Сходству судеб моей матери (она тоже начинала продавщицей и тоже в нелегкие годы) и Вали Соболевской я почему-то придавал почти суеверное значение. Мнилось, что Валя будет мне близким человеком. Я протягивал это сходство в будущее: мать потом ушла из торговой сети на завод, работала оператором блюминга и славилась как бесценная труженица. Так будет и у Вали.
Основным ощущением моей довоенной жизни было ощущение счастья. Но больше всего я чувствовал себя счастливым не тогда, когда мать работала в коммерческом хлебном магазине и угощала меня горбушками, сайками, маковыми халами, горячими бубликами, и не тогда, когда заведовала магазином «Союзмолоко» и я лакомился мороженым и цукатными сырками, и не тогда, когда она была буфетчицей в кинотеатре «Звуковое» и мне перепадали яблоки, печенье, лимонад, вобла, — а тогда, когда мать сидела в стеклянной, просторной, как салон-вагон, кабине главного поста и двигала рукоятки контроллера. Она двигала их как-то магически музыкально, будто управляла электрическим оркестром, а в действительности гоняя в валках под кабиной солнечно-алые слитки, и они издавали гулы, рокоты, трески, искрились, полыхали, ужимались, шипели. Я гордился и тем, что она катает сталь, и тем, что получает премии, и даже тем, что возвращается с блюминга с кроваво-красными глазами. Глаза маму подвели: врачи запретили ей работать на главном посту. Душевная тусклота и разочарование постигли меня, едва мама оставила прокат и стала продавцом молочного магазина, которым прежде заведовала.
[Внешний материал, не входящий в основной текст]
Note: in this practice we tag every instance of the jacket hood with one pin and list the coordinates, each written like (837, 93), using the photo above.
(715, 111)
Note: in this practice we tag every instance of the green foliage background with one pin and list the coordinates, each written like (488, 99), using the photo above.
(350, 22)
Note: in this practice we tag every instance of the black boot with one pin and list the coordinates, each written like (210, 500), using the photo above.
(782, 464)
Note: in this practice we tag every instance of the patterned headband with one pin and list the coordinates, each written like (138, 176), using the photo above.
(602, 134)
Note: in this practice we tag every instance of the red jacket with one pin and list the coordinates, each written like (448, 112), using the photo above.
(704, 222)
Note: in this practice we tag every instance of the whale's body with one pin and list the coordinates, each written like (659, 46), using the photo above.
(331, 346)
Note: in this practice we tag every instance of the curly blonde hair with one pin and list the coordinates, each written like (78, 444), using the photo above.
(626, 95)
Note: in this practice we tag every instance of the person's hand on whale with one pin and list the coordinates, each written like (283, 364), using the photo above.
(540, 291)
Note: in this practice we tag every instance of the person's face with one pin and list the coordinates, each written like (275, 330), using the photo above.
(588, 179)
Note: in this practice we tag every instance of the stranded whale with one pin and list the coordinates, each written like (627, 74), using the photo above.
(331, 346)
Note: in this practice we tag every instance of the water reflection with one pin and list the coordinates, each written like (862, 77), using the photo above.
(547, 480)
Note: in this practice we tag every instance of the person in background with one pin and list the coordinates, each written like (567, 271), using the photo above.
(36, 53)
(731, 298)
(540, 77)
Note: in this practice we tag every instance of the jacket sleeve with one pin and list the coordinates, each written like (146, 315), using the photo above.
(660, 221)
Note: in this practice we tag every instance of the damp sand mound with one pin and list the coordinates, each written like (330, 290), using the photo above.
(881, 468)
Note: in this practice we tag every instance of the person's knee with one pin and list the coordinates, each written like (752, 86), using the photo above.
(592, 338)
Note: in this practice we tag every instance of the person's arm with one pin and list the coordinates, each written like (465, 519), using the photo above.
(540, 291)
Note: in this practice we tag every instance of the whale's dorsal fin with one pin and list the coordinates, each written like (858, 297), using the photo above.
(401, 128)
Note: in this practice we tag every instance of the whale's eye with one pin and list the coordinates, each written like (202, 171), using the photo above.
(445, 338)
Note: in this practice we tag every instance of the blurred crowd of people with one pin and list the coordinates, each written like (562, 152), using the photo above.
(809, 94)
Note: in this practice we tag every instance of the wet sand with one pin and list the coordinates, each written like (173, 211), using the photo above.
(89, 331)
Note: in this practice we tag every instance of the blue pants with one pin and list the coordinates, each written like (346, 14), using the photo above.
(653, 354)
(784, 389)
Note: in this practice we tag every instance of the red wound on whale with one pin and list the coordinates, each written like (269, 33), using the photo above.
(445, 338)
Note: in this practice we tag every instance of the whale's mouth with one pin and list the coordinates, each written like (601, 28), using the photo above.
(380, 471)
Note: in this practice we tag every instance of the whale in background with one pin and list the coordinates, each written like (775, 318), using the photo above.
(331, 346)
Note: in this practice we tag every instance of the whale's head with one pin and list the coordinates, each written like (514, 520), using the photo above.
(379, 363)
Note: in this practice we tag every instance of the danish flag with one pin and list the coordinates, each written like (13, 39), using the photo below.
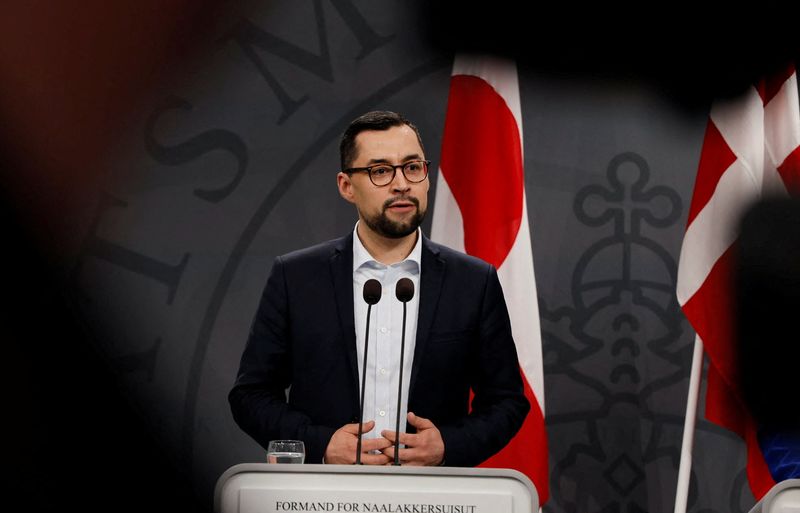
(480, 209)
(751, 149)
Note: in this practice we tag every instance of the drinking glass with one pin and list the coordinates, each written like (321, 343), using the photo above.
(286, 451)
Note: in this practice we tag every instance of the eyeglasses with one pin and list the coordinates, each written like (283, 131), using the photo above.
(382, 175)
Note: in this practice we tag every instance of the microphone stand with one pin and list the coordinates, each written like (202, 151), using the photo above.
(372, 294)
(363, 388)
(400, 389)
(404, 290)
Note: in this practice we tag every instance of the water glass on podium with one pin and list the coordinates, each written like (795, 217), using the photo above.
(286, 451)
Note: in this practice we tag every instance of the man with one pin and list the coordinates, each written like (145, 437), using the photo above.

Еще работая оператором, она занималась на курсах медицинских сестер. При записи предупреждали: «Готовим на случай войны». Ее взяли в армию месяца через полтора после начала войны.
Предопределяя судьбу Вали по судьбе своей матери, я переводил продавщицу Валю на главный пост блюминга, и она превращалась в знаменитого оператора. Но дальше я не представлял себе ее судьбы. На войне Валю мне трудно было себе представить. Война закончится скоро, нам с Валей будет лет по шестнадцать. И больше войн не будет. Ведь все говорят — эта война последняя.